Une petite fête municipale a été donnée le 10 juin 2017 pour l’inauguration. Une fête qui, outre l’ouverture au public de la halle, comprenait une animation pour enfants (petits manèges censés rappeler que ce parvis fut jadis un lieu festif), des musiciens provençaux, des discours et, le soir, un bal où des personnes en costumes d’époque étaient les vedettes du parvis de la gare. On se serait cru en 1892, le millésime du fronton aidant, ainsi que l’enseigne frontale originale : « Chemins de fer du sud de la France », retrouvée et qui en témoignait. Mais, hélas, de trains il n’y en avait point, hormis un petit stand improvisé des CP (dont la présence a dû être timidement autorisée) qui essayait d’assurer, et seulement le matin, la promotion du service public, toujours bien oublié ici.

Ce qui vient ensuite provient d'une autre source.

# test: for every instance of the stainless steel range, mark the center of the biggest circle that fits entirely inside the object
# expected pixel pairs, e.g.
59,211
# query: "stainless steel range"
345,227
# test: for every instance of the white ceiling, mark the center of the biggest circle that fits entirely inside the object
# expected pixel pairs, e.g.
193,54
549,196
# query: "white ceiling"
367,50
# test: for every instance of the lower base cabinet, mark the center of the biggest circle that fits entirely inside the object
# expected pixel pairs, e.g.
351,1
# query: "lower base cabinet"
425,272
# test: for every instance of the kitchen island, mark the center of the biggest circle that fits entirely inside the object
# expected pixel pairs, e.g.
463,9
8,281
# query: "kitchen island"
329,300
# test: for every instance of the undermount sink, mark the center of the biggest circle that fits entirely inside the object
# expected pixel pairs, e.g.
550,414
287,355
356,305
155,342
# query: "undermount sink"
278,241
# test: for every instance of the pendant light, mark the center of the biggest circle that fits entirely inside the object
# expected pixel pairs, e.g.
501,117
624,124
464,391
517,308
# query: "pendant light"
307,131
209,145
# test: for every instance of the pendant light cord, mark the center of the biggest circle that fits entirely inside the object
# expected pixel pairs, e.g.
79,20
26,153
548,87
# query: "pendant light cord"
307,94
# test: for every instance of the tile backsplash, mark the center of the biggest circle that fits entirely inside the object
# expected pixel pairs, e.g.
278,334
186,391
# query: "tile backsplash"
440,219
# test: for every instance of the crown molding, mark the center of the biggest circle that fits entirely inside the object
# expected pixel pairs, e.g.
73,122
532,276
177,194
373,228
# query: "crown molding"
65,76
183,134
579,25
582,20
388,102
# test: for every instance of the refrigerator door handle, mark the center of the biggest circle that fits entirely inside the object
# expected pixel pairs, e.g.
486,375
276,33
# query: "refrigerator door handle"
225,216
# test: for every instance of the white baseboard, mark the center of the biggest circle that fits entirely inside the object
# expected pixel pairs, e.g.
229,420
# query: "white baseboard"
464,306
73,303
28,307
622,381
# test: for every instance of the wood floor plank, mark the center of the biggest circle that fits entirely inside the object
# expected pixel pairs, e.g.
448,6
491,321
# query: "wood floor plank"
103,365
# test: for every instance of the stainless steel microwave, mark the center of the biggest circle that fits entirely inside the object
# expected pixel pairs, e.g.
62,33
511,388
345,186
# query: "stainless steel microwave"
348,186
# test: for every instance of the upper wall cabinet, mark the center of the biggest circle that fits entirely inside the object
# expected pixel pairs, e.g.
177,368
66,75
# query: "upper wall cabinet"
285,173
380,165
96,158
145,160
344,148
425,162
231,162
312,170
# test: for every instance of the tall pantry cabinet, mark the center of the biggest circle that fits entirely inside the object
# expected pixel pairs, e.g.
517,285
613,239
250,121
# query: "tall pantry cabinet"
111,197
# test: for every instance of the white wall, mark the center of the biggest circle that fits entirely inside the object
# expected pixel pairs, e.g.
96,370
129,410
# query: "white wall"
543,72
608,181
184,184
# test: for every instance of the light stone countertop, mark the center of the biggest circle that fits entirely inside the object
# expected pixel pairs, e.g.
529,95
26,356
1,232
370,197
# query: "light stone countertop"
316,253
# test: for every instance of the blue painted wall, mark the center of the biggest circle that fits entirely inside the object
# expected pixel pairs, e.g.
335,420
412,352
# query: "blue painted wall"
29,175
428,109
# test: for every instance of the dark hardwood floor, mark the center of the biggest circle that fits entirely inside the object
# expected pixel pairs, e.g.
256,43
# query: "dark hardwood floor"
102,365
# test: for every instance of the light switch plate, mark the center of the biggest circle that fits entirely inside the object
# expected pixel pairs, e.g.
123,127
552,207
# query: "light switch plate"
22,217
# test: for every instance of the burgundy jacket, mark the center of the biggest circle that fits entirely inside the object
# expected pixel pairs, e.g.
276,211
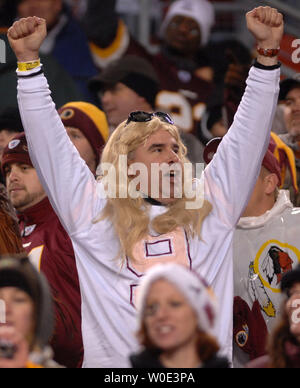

Cela laisse donc une impression étrange : refaire les pas de jadis mais déboucher, par les accès aux quais, dans une halle pas tout à fait la même dans sa restitution, pour l’instant déserte de toute activité et, bien sûr, de rails, le sol étant bétonné et non terminé. On ressent un immense regret et un certain gâchis. Voici une gare que Jacques Médecin (ancien maire de la ville) a toujours souhaité raser, elle a donc été toujours laissée à l’abandon quand elle était active, les menaces perpétuelles sur la ligne y participant. Et maintenant qu’elle n’est plus en fonction, on mesure ce que cette remise en état aurait pu permettre du point de vue touristique si Alain Hervé, l’excellent directeur de l’époque, s’était permis de faire de la résistance en refusant de quitter les lieux. En honorant un contrat que les autres partenaires ont fait échouer, le réseau a été dépossédé de son patrimoine immobilier pour rien. Il faut rappeler que c’est dans les années 80 que le député-maire Jacques Médecin lance en lieu et place des terrains des CP un projet mégalomane d’hypermarché. Il y a déjà une grande surface de bonne taille dans l’immeuble en bordure de la rue Clément-Roassal voisine, mais ce n’est pas suffisant à ses yeux. Le scénario est simple, on chasse les CP et si besoin est, on supprime la ligne « que plus personne n’emprunte » (sic), c’est une vieille obsession du maire ! Mais finalement, le promoteur est chargé de financer un nouveau bâtiment, soit en retrait rue Alfred-Binet, soit au fin fond, au pied de la colline du Piol (ce sera ainsi la mort souhaitée assurée) afin de supprimer tous les passages à niveau qui perturbent les automobilistes. Bien entendu, il s’agit du strict minimum, car le bâtiment, conçu à la va-vite, ne pouvait être que provisoire.